В этот момент к нам в шатер заглянул адъютант Сержа и сказал, чтобы мы собирались. Через час придет борт из Константинополя. Выгрузив здесь все необходимые грузы для миссии Югороссии, на обратном пути он заберет всех нас, то есть семью Мак-Нейлов, Энн, Сержа с адъютантом, а также меня, Фредди, Минни и наших малюток. Получается прямо какой-то летающий Ноев ковчег. Кстати, Роберту Мак-Нейлу пап а прямо на вокзале вручил солдатский Георгиевский крест за храбрость.
Я думала, что наше путешествие на подлодке было самым невероятным чудом. Так вот, я ошибалась. Полет на вертолете далеко превзошел все впечатления от подводного путешествия. Мы поднялись на высоту больше четырех верст, мои крошки визжали, сначала от страха, потом от восторга. Минни сидела, вцепившись в сиденье побелевшими от напряжения пальцами, двухлетняя Ксения мирно посапывала на руках у няни, а сыновья Минни, девятилетний Николай и шестилетний Георгий, приникли к иллюминаторам, расплющив носы о стекло.

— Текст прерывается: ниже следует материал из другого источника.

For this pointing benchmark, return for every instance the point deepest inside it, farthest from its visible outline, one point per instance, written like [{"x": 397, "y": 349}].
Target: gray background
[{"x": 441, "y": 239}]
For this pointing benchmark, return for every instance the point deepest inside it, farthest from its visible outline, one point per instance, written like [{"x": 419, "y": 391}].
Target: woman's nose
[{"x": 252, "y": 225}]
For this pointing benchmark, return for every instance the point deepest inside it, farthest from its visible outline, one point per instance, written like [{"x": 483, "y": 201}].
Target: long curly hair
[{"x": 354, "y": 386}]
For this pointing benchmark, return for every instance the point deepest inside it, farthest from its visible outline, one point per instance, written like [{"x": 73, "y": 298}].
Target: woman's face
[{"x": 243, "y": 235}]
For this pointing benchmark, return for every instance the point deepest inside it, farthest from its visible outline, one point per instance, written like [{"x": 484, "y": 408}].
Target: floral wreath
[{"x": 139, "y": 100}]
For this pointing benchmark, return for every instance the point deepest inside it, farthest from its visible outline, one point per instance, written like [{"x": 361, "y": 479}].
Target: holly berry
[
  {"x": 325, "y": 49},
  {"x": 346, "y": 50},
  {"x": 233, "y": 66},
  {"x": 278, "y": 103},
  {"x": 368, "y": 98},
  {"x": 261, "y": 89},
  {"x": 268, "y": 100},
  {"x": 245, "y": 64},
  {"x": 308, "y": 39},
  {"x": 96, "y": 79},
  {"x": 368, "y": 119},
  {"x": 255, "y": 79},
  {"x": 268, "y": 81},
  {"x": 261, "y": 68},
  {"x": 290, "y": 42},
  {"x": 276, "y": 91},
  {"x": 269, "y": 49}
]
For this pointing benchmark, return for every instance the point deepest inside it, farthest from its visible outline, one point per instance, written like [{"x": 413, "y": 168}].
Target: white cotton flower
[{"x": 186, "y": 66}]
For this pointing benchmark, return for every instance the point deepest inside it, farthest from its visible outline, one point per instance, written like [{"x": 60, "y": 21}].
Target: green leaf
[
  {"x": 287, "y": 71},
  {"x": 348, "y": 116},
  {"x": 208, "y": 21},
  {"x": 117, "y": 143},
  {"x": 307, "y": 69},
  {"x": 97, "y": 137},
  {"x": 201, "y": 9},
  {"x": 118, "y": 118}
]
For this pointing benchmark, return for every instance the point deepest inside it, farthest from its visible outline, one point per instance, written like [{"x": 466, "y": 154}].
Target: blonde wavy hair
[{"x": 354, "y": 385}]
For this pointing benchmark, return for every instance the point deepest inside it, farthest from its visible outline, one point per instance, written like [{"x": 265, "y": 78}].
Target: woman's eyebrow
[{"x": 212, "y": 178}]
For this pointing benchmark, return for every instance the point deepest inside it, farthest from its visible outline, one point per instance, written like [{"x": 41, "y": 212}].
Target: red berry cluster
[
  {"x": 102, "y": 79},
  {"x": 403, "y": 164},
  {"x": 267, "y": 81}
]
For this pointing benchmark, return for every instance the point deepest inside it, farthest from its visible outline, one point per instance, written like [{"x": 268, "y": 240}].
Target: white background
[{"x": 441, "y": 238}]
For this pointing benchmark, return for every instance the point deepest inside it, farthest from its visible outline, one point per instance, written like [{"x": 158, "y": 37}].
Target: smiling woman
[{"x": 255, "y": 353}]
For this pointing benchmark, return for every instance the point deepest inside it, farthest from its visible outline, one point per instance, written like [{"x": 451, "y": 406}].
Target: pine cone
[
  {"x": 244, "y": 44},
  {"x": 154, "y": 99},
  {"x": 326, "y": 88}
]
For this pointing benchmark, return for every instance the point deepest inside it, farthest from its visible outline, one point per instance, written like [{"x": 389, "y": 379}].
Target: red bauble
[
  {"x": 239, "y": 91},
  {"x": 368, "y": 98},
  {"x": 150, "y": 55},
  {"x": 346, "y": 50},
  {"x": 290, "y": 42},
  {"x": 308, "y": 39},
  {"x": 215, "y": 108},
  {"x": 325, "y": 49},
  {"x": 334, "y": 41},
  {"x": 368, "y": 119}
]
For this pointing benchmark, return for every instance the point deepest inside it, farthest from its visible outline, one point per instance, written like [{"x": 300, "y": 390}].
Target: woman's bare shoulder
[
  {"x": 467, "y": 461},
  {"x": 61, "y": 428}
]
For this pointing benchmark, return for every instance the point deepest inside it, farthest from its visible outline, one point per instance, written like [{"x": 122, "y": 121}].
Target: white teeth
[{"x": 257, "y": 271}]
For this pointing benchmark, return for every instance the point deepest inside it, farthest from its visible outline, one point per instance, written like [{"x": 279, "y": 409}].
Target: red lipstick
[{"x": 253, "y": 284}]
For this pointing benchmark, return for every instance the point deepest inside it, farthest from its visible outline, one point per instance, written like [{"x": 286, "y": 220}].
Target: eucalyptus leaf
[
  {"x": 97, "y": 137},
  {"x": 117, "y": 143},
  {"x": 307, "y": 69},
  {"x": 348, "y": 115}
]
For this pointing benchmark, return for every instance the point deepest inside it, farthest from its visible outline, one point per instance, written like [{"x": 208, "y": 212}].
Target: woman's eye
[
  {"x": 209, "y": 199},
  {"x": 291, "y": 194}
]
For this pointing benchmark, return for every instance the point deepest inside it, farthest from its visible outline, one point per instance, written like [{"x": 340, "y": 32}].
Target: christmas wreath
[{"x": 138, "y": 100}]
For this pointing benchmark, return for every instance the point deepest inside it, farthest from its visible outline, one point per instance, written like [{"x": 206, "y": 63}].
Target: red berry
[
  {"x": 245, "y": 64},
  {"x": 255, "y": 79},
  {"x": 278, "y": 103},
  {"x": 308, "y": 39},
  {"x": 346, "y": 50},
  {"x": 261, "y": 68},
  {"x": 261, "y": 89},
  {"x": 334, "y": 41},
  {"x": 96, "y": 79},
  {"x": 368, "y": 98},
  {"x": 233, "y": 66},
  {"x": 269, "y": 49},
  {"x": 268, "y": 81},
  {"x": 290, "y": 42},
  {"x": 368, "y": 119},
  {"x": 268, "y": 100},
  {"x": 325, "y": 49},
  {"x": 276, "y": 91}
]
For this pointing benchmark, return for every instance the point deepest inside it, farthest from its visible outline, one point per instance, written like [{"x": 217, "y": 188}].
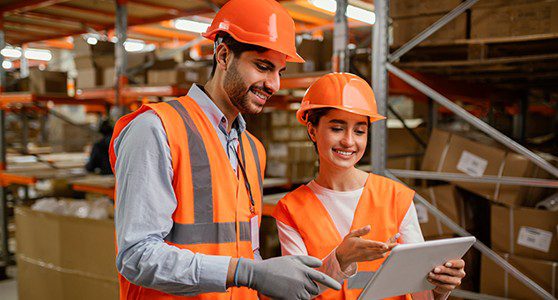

А посмотреть было на что. Больше нигде ни за какие деньги никакие царственные особы не смогут увидеть то, что довелось увидеть нам. Мак-Нейлы и Энн изо всех сил старались сохранять выдержку и невозмутимость. Лишь Серж и Фредди имели вид бывалых путешественников и знатоков. Когда Минни затошнило, мой муж галантно подал ей специальный бумажный пакет. Закат застал нас на полпути, прямо над горами. Удивительнейшее зрелище, ни один художник не придумает такого буйного сочетания красок и форм. Даже Минни отвлеклась от своих страданий и с интересом стала смотреть в иллюминатор.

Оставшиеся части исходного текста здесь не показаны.